Create a Redaction List with PowerGrep
As noted on this blog in the past, Adobe Acrobat's search and redaction tool can be used to redact multiple terms in multiple PDFs. It can search almost 1000 terms in a 1000 pages of PDFs in less than 15 minutes. When you are creating a list of terms to redact it may be helpful to use a grep utility such as PowerGrep which can run regular expresssion searches across multiple electronic files very quickly. Tonight I had to redact hundreds of addresses and personal names from about 1000 pages of PDFs. The street addresses always ended with the state abbreviation. I decided to run a regular expression search which would collect a certain number of words before and after the terms I was searching for. I found what I was looking for here:
The basic structure of the search is this:
(\S+\s+){0,5}\S*\bvisit\b\S*(\s+\S+){0,5}
'Visit' is the search term, and the '5's indicate the number of words before after that should be collected with the search term.
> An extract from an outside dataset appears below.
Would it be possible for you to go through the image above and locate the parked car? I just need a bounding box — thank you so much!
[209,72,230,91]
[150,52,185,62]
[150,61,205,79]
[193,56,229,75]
In PowerGrep, follow these steps:
1. Select the PDFs you want to search in the File Listing on the left.
2. Select the Action Type to 'Collect Data'.
3. The Filter Files setting to 'Do not filter files'
4. File Sectioning to: 'Do Not Section Files'
5. The Search Type to 'Regular Expression'
6. In the Collect box enter: '\r\n\0'
7. Put a path to a csv file in 'Target File Location'
8. Finally in the search box enter the RegEx search:
(\S+\s+){0,12}\S*\b(, AL|, AK|, AZ|, AR|, CA|, CO|, CT|, DE|, FL|, GA|, HI|, ID|, IL|, IN|, IA|, KS|, KY|, LA|, ME|, MD|, MA|, MI|, MN|, MS|, MO|, MT|, NE|, NV|, NH|, NJ|, NM|, NY|, NC|, ND|, OH|, OK|, OR|, PA|, RI|, SC|, SD|, TN|, TX|, UT|, VT|, VA|, WA|, WV|, WI|, WY)\b\S*(\s+\S+){0,2}
In this example the various search terms are separated with a pipe, | , and open and close parentheses enclose the various search terms from the rest of the regular expression.
Click collect and in a few minutes PowerGrep will extract data to the comma separate value file, with 12 words before the state abbreviations and two words after. (Usually the documents I was searching did not include zip codes, but I wanted to be sure.) It's then just a matter of parsing out the data in Excel. You can use the Text to Column tool to add a delimiter in each instance in which there is a space before a digit. If there is more than one number used in the address, just use a simple formula like =C2&" "&D2&" "&E2, to combine the data that split between columns when you needed it together in one column as the complete address.